Orlando Contreras

Personal information
- Full name: Orlando Contreras Collantes
- Date of birth: 11 June 1982 (age 43)
- Place of birth: Pucallpa, Peru
- Height: 1.82 m (6 ft 0 in)
- Position(s): Centre-back, sweeper

Team information
- Current team: Cantolao
- Number: 5

Youth career
- 1986–1998: San Agustín
- 1999–2001: Deportivo Municipal

Senior career*
- Years: Team / Apps / (Gls)
- 2002–2003: América Cochahuayco / 0 / (0)
- 2004–2006: Unión Huaral / 56 / (1)
- 2006: FBC Melgar / 21 / (1)
- 2007–2008: Universidad San Martín / 72 / (1)
- 2009: Alianza Lima / 21 / (1)
- 2009–2011: Universidad San Martín / 47 / (0)
- 2012: Juan Aurich / 11 / (0)
- 2013: Universidad César Vallejo / 38 / (0)
- 2014: León de Huánuco / 29 / (0)
- 2015–2017: Deportivo Municipal / 33 / (0)
- 2017–: Cantolao / 1 / (0)

International career
- 2008–2013: Peru / 7 / (1)

= Orlando Contreras (footballer) =

Peruvian footballer (born 1982)

Orlando Contreras Collantes (born 11 June 1982) is a Peruvian footballer who plays as a center back for Academia Deportiva Cantolao in the Peruvian First Division.

==Club career==
Contreras started his career in the youth academy of Universitario de Deportes, playing for their second team América Cochahuayco.

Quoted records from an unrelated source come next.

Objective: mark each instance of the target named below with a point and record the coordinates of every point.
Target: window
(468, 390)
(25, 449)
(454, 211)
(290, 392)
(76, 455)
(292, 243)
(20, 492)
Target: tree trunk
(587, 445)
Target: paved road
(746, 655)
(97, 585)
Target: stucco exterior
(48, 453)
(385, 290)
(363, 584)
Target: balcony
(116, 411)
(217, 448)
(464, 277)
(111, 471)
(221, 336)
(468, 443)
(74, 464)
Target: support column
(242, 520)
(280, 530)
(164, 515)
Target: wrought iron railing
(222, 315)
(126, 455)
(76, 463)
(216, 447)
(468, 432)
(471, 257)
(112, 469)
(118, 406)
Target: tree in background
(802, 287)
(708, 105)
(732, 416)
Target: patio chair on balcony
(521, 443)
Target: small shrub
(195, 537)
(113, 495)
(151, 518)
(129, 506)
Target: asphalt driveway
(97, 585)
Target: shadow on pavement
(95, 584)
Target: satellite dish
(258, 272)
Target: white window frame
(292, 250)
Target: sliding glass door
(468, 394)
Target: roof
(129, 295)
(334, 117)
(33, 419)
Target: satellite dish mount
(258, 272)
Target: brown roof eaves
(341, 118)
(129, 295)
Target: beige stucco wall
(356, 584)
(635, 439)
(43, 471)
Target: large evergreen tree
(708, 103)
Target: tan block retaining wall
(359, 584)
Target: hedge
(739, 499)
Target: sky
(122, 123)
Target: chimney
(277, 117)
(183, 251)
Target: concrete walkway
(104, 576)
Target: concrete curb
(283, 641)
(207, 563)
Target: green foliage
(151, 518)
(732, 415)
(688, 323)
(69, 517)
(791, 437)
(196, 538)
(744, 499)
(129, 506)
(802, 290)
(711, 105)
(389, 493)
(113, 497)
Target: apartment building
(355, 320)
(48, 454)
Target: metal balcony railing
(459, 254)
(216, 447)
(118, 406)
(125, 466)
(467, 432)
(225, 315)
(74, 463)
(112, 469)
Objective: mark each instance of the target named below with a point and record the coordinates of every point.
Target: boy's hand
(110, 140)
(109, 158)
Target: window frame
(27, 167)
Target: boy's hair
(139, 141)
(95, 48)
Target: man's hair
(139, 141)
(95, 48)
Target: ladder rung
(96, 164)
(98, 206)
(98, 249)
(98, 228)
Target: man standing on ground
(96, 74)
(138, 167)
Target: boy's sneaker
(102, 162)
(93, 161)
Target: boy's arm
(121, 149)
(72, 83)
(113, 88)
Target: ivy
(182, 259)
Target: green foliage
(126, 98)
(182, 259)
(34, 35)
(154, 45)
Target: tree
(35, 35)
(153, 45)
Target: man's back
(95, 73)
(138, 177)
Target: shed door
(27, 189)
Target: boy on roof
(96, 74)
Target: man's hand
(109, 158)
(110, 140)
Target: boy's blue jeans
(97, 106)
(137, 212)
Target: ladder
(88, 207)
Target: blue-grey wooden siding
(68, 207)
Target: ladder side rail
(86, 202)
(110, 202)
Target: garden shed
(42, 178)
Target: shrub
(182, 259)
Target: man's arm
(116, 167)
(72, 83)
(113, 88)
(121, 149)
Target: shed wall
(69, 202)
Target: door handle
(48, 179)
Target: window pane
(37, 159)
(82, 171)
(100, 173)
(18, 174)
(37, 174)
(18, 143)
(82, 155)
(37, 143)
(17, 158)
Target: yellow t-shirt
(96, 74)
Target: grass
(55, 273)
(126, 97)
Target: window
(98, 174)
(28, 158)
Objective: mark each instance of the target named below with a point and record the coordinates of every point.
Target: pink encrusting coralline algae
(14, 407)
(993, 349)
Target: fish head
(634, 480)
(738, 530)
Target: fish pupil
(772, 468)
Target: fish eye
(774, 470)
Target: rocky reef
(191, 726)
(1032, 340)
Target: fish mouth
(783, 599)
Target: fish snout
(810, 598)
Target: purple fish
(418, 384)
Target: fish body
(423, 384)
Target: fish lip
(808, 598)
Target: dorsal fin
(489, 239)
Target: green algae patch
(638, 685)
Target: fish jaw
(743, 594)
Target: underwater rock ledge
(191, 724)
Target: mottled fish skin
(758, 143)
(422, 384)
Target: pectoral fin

He was already a skilled defender but at that time Universitario de Deportes had great defenders so he never got the opportunity to play for their senior squad.

In 2004, he left América Cochahuayco and to join Unión Huaral.

After his experience at Unión Huaral he went to FBC Melgar. There he was partnered with Pedro Aparicio and Carlos Solis.

In 2007 Contreras joined newly formed Peruvian club Universidad San Martín. There he had the best of seasons in all his career. It was rumoured that he would join several big Peruvian clubs such as Alianza Lima or Sporting Cristal, or possibly a European club. In 2008, he was named Player of the year and Defender of the year by Direct TV.

At the beginning of 2009 Alianza Lima confirmed that they had reached an agreement with Orlando to join them until the end of the season.

==Honours==

===Club===
- Universidad San Martín
- Torneo Apertura: 2007
- Torneo Clausura: 2008
- Torneo Descentralizado: 2007, 2008, 2010

===Individual===
- Torneo Descentralizado Defender of the Year: 2008
- Torneo Descentralizado Player of the Year: 2008

==Personal life==
Orlando Contreras' parents are Elena and Orlando Contreras.